The youth, in his leapings, saw, as through a mist, a picture
of four or five men stretched upon the ground or writhing upon
their knees with bowed heads as if they had been stricken by bolts
from the sky. Tottering among them was the rival color bearer, whom
the youth saw had been bitten vitally by the bullets of the last
formidable volley. He perceived this man fighting a last struggle,
the struggle of one whose legs are grasped by demons. It was a
ghastly battle. Over his face was the bleach of death, but set upon
it were the dark and hard lines of desperate purpose. With this
terrible grin of resolution he hugged his precious flag to him and
was stumbling and staggering in his design to go the way that led
to safety for it.
But his wounds always made it seem that his feet were
retarded, held, and he fought a grim fight, as with invisible
ghouls fastened greedily upon his limbs. Those in advance of the
scampering blue men, howling cheers, leaped at the fence. The
despair of the lost was in his eyes as he glanced back at them.

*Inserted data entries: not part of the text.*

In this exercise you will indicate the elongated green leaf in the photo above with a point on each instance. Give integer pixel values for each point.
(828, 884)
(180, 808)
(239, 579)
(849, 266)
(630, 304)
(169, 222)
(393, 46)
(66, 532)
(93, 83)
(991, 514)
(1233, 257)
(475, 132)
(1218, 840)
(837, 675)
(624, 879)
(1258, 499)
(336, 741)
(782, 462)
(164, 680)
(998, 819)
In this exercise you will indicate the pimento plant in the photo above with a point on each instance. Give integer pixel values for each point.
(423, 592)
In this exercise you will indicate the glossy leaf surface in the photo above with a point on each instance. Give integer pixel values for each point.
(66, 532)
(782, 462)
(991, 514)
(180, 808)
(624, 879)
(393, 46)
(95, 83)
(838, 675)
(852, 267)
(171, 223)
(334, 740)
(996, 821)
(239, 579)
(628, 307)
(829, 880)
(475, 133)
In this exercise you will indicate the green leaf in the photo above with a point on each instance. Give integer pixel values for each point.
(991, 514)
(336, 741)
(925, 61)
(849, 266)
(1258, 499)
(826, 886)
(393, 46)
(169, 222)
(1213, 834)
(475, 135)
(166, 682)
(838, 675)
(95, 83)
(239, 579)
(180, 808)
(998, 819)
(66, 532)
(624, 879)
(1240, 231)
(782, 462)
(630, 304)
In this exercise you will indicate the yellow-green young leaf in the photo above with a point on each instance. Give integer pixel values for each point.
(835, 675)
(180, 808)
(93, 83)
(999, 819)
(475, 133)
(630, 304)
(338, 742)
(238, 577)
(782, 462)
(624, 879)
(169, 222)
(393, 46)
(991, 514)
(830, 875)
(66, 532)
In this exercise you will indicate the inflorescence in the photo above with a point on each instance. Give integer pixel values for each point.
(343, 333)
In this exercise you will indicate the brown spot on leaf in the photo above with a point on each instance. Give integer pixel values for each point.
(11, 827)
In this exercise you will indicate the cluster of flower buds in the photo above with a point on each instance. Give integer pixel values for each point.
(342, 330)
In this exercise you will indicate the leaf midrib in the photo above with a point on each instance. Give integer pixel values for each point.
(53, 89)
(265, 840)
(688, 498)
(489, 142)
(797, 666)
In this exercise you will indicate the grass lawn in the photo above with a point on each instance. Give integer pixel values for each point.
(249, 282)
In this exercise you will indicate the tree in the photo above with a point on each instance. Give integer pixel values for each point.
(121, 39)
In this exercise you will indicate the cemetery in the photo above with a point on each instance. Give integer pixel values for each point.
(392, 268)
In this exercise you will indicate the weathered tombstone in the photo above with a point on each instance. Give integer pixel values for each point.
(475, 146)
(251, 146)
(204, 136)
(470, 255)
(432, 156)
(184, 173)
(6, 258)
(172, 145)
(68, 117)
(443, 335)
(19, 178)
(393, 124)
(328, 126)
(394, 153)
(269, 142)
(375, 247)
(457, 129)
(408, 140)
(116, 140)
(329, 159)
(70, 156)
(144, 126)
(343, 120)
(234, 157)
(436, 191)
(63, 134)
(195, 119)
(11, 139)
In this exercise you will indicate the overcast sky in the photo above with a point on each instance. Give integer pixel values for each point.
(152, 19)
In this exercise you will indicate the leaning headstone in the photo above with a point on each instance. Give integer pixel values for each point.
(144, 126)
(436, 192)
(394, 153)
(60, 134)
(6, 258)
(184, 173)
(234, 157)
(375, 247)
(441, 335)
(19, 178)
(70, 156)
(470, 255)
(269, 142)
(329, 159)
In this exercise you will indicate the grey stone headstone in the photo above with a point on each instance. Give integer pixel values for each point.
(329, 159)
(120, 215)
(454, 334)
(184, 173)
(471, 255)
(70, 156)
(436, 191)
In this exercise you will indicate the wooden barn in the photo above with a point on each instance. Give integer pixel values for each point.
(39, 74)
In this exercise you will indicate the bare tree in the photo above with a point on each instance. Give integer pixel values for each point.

The youth's friend went over the obstruction in a tumbling
heap and sprang at the flag as a panther at prey. He pulled at it
and, wrenching it free, swung up its red brilliancy with a mad cry
of exultation even as the color bearer, gasping, lurched over in a
final throe and, stiffening convulsively, turned his dead face to
the ground. There was much blood upon the grass blades.
At the place of success there began more wild clamorings of
cheers. The men gesticulated and bellowed in an ecstasy. When they
spoke it was as if they considered their listener to be a mile
away. What hats and caps were left to them they often slung high in
the air.
At one part of the line four men had been swooped upon, and
they now sat as prisoners. Some blue men were about them in an
eager and curious circle. The soldiers had trapped strange birds,
and there was an examination. A flurry of fast questions was in the
air.
One of the prisoners was nursing a superficial wound in the
foot. He cuddled it, baby-wise, but he looked up from it often to
curse with an astonishing utter abandon straight at the noses of
his captors. He consigned them to red regions; he called upon the
pestilential wrath of strange gods. And with it all he was
singularly free from recognition of the finer points of the conduct
of prisoners of war. It was as if a clumsy clod had trod upon his
toe and he conceived it to be his privilege, his duty, to use deep,
resentful oaths.
Another, who was a boy in years, took his plight with great
calmness and apparent good nature. He conversed with the men in
blue, studying their faces with his bright and keen eyes. They
spoke of battles and conditions. There was an acute interest in all
their faces during this exchange of viewpoints. It seemed a great
satisfaction to hear voices from where all had been darkness and
speculation.
The third captive sat with a morose countenance. He preserved
a stoical and cold attitude. To all advances he made one reply
without variation, "Ah, go to hell!"
The last of the four was always silent and, for the most part,
kept his face turned in unmolested directions. From the views the
youth received he seemed to be in a state of absolute dejection.
Shame was upon him, and with it profound regret that he was,
perhaps, no more to be counted in the ranks of his fellows. The
youth could detect no expression that would allow him to believe
that the other was giving a thought to his narrowed future, the
pictured dungeons, perhaps, and starvations and brutalities, liable
to the imagination. All to be seen was shame for captivity and
regret for the right to antagonize.
After the men had celebrated sufficiently they settled down
behind the old rail fence, on the opposite side to the one from
which their foes had been driven. A few shot perfunctorily at
distant marks.
There was some long grass. The youth nestled in it and rested,
making a convenient rail support the flag. His friend, jubilant and
glorified, holding his treasure with vanity, came to him there.
They sat side by side and congratulated each other.